- Sire: Casual Lies
- Grandsire: Lear Fan
- Dam: Some Reason
- Damsire: Sound Reason
- Sex: Gelding
- Foaled: 25 October 1995
- Country: New Zealand
- Colour: Bay
- Breeder: C J T & Mrs G Davison & Mrs J M Wilding
- Owner: G C P & Mrs M H Beadel, D F & Mrs M D Bodle, C J T & Mrs G Davison
- Trainer: Ross Taylor
- Record: 22:9-5-3
- Earnings: $448,375

Major wins
- New Zealand Derby (1998) Hawke's Bay Guineas (1998)

= So Casual =

New Zealand-bred Thoroughbred racehorse

So Casual (foaled 25 October 1995) is a Thoroughbred racehorse who won the New Zealand Derby in record time in 1998.

Although not the star in his two-year-old year, So Casual ran extremely well in his first season of racing and never finished further back than third. Ridden by Catherine Hutchinson, he ran second in two 1400m Group 1 races behind:

- Happyanunoit in the Manawatu Sires Produce Stakes.
- Zola in the Ellerslie Sires Produce Stakes.

Earlier he was 3rd behind Alf and So Explicit in the 1200m listed FAI NZ Magic Millions Classic at Trentham, ridden by Reese Jones.

He resumed in his three-year-old season and kept his perfect record of being in the first three at every start as he finished:

- 1st in a 1200m 3YO race at Taupo ridden by Vinnie Colgan.
- 1st in the 1400m Group 3 Hawke's Bay Guineas from Danske and Mr Jif (Colgan).
- 3rd in the 1600m G2 Lindauer Guineas to Danske and Light Opera.
- 1st in the 1600m listed Coruba Rum Canterbury Stakes beating Morgan Glory and Lang Syne.
- 2nd in the G1 1600m New Zealand 2000 Guineas to Danske, ahead of Power And Fame.
- 3rd in the 2000m G2 Avondale Guineas to Kelt Capital Stakes winner Just Call Me Sir and Nahayan. He was ridden by Tony Allan.
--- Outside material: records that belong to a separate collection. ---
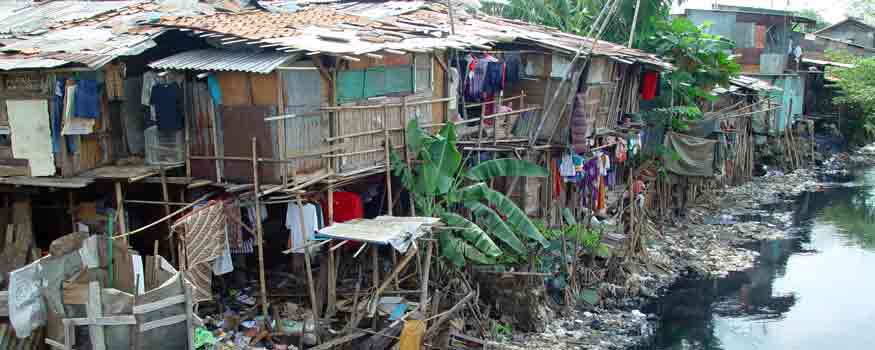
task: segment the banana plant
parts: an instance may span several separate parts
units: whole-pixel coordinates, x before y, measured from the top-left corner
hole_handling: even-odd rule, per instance
[[[457,266],[464,266],[468,260],[494,264],[504,254],[502,248],[523,255],[528,251],[527,243],[548,245],[516,203],[487,185],[489,180],[501,176],[546,177],[543,167],[502,158],[466,168],[466,161],[456,147],[452,123],[437,135],[430,135],[416,120],[411,120],[406,132],[407,151],[415,159],[408,165],[393,152],[393,173],[410,192],[419,215],[438,217],[446,223],[447,229],[439,234],[445,258]],[[470,211],[473,221],[455,212],[462,208]]]

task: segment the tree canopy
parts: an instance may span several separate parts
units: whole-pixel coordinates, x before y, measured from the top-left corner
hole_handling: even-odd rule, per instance
[[[626,44],[632,31],[637,0],[619,1],[617,11],[611,16],[600,39]],[[607,2],[608,0],[484,0],[482,9],[491,15],[586,35]],[[640,0],[640,4],[633,47],[641,47],[647,37],[656,32],[656,24],[669,17],[672,1]]]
But in the Derby he finally got his well-deserved first major win, and he made up for lost time with an extraordinary performance. Ridden by Australian jockey Damien Oliver, So Casual turned the tables on all who had narrowly beaten him to date by winning the Derby in a time of 2:24.80, a track and national record for 2400m (12 furlongs) that still stands 9 years later.

Struggling with soundness after his Derby win, So Casual didn't often show his best in subsequent starts, although he did return to the winners' circle at Ellerslie in:

- the 1400m Easter Trial in March 1999 (Michael Coleman), beating Straight Back and Trounced.

- the 1600m G3 King's Plate on Boxing Day 1999, over Integrate and Tall Poppy.

He returned to racing after a two-year injury-enforced layoff winning his first start on New Years Day 2002 at Hastings. After being unplaced in the Thorndon Mile he showed promise in three 1600m races in February and March including a 4th in the G3 Thompson Handicap. But after a failure in the Awapuni Gold Cup he was retired.